Червоводы ликовали: кончилось бедственное положение, шелководство начало возрождаться и обещало в недалеком будущем нагнать потерянное время.

— Все, что предлагает господин Пастер, может быть немедленно перенесено в широкую практику, — с восторгом говорили одни.

— Увлекаетесь, — обрывали их другие, — мы пробовали то же самое, но болезнь у нас не отступила.

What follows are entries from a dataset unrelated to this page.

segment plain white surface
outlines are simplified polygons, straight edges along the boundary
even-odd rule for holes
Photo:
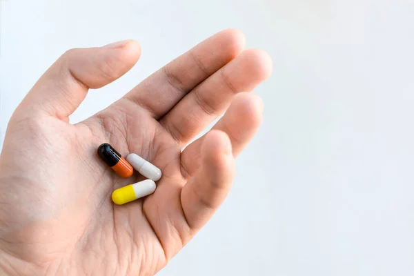
[[[273,59],[264,122],[234,188],[159,275],[414,275],[414,2],[3,0],[0,127],[63,52],[142,46],[107,106],[206,37],[238,28]]]

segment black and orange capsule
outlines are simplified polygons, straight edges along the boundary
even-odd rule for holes
[[[134,173],[132,166],[109,144],[99,146],[98,155],[121,177],[130,177]]]

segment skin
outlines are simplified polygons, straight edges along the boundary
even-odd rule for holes
[[[0,275],[152,275],[164,267],[223,202],[235,157],[261,124],[262,101],[248,92],[269,77],[271,61],[244,47],[241,32],[220,32],[75,125],[68,117],[88,90],[119,78],[141,51],[125,41],[63,55],[7,129]],[[161,168],[154,194],[112,203],[115,189],[143,177],[121,179],[106,166],[96,152],[104,142]]]

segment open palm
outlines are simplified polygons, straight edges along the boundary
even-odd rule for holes
[[[0,157],[0,272],[144,275],[165,266],[224,201],[234,157],[260,124],[260,99],[236,94],[266,79],[271,62],[262,51],[243,51],[244,43],[239,31],[221,32],[75,125],[68,116],[88,89],[126,73],[140,48],[126,41],[64,54],[8,128]],[[96,152],[105,142],[161,168],[154,194],[112,203],[115,189],[143,178],[121,179],[106,166]]]

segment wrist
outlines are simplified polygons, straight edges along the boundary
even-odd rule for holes
[[[39,275],[38,268],[0,248],[0,275]]]

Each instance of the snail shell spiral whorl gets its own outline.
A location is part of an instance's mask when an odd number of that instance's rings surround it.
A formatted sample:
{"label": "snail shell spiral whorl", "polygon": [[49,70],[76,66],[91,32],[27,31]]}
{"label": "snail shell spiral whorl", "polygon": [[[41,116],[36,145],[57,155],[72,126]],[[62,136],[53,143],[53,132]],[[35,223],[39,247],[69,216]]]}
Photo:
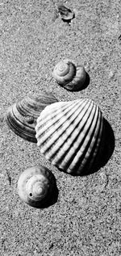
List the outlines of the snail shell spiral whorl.
{"label": "snail shell spiral whorl", "polygon": [[103,141],[103,117],[88,99],[46,107],[37,119],[37,145],[53,165],[73,175],[90,171]]}
{"label": "snail shell spiral whorl", "polygon": [[44,208],[51,199],[56,186],[52,173],[43,166],[25,170],[18,181],[20,199],[35,208]]}
{"label": "snail shell spiral whorl", "polygon": [[86,78],[83,65],[77,65],[69,59],[57,63],[52,75],[58,84],[69,90],[81,90]]}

— Значит, вы неправильно делали то, что велел господин Пастер, — настаивали сторонники, — мы точно придерживаемся его советов и получили абсолютно здоровые выводки и от них совершенно здоровое поколение.

Больше всех волновались торговцы греной: слишком много сжигали яиц больного шелкопряда. И спекулянты в погоне за наживой частенько скупали заведомо больную грену и продавали ее за здоровую, перенося тем самым заразу из одних мест в другие. Они же распространяли самые невероятные слухи о Пастере и его опытах. Такие слухи достигали ушей тестя Пастера — господина Лорана. В тревоге он писал дочери:

«Здесь распространился слух, что неудачи шелководства и метода, предложенного Луи, вызвали такое озлобление у населения вашей местности, что ему пришлось спешно покинуть Алэ, жители которого забрасывали его камнями».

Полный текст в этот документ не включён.